Innovations in Neural Data-to-text Generation: A Survey
Mandar Sharma, Ajay Gogineni, Naren Ramakrishnan
TL;DR
This survey analyzes neural data-to-text generation (D2T), outlining how modern models convert structured data (MRs, graphs, tables) into natural language while navigating fidelity, coherence, and stylistic variation. It covers data representations, preprocessing, seq2seq and non-seq2seq innovations, and evolving evaluation practices, emphasizing the roles of delexicalization, linearization, graph encoders, plan-based generation, and PLM fine-tuning. Key contributions include a taxonomy of architectural and training strategies (entity/hierarchical/graph encoders, reconstruction, regularization, RL, templates), unsupervised pretraining tailored to D2T, and non-end-to-end approaches that improve interpretability and domain transfer.

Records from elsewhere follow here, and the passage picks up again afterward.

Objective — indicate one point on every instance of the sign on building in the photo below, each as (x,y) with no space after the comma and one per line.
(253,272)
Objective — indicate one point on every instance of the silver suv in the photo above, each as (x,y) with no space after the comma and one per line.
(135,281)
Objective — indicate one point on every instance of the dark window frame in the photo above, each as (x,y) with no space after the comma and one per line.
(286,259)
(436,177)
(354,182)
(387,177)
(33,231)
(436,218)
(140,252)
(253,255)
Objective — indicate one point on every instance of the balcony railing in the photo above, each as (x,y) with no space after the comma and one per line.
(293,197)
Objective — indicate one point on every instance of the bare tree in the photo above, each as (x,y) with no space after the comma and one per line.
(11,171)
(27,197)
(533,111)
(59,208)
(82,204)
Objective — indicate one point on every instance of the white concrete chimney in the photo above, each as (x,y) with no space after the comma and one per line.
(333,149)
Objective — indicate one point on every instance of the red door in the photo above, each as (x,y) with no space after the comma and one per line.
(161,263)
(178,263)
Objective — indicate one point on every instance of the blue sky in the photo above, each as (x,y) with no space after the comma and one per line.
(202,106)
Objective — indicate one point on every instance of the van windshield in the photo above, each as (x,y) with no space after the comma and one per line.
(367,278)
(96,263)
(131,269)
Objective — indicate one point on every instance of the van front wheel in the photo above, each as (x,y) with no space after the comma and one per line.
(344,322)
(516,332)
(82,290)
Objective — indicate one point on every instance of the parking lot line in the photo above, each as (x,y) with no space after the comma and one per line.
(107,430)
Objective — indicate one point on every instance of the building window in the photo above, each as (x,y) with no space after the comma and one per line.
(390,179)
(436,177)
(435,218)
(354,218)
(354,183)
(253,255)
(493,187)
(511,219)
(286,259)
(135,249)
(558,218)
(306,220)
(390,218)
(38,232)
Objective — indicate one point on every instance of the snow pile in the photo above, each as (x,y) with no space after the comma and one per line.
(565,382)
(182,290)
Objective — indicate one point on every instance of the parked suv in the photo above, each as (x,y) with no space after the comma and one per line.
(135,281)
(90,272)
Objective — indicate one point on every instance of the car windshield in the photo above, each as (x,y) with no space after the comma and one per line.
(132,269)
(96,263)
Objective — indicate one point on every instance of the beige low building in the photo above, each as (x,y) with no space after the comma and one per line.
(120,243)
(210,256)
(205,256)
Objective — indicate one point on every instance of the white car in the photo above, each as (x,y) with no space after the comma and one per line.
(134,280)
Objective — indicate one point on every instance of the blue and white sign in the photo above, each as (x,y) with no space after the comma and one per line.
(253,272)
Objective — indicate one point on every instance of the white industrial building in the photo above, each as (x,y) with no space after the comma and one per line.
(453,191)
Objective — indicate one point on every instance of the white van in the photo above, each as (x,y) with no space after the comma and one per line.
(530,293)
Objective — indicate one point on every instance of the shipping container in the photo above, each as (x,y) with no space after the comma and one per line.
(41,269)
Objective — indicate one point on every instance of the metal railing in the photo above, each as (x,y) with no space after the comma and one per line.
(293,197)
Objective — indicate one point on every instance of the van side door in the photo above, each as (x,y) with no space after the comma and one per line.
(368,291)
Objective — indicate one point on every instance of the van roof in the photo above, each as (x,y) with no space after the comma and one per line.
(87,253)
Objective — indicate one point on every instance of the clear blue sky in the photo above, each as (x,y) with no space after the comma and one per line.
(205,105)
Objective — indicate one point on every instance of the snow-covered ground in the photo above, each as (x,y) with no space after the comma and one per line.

The paper also highlights reproducibility and fairness, advocates living benchmarks and domain-diverse datasets, and discusses future directions at the intersection of D2T with large language models, numerical reasoning, and external tools for computation and validation.
Abstract
The neural boom that has sparked natural language processing (NLP) research through the last decade has similarly led to significant innovations in data-to-text generation (DTG). This survey offers a consolidated view into the neural DTG paradigm with a structured examination of the approaches, benchmark datasets, and evaluation protocols. This survey draws boundaries separating DTG from the rest of the natural language generation (NLG) landscape, encompassing an up-to-date synthesis of the literature, and highlighting the stages of technological adoption from within and outside the greater NLG umbrella. With this holistic view, we highlight promising avenues for DTG research that not only focus on the design of linguistically capable systems but also systems that exhibit fairness and accountability.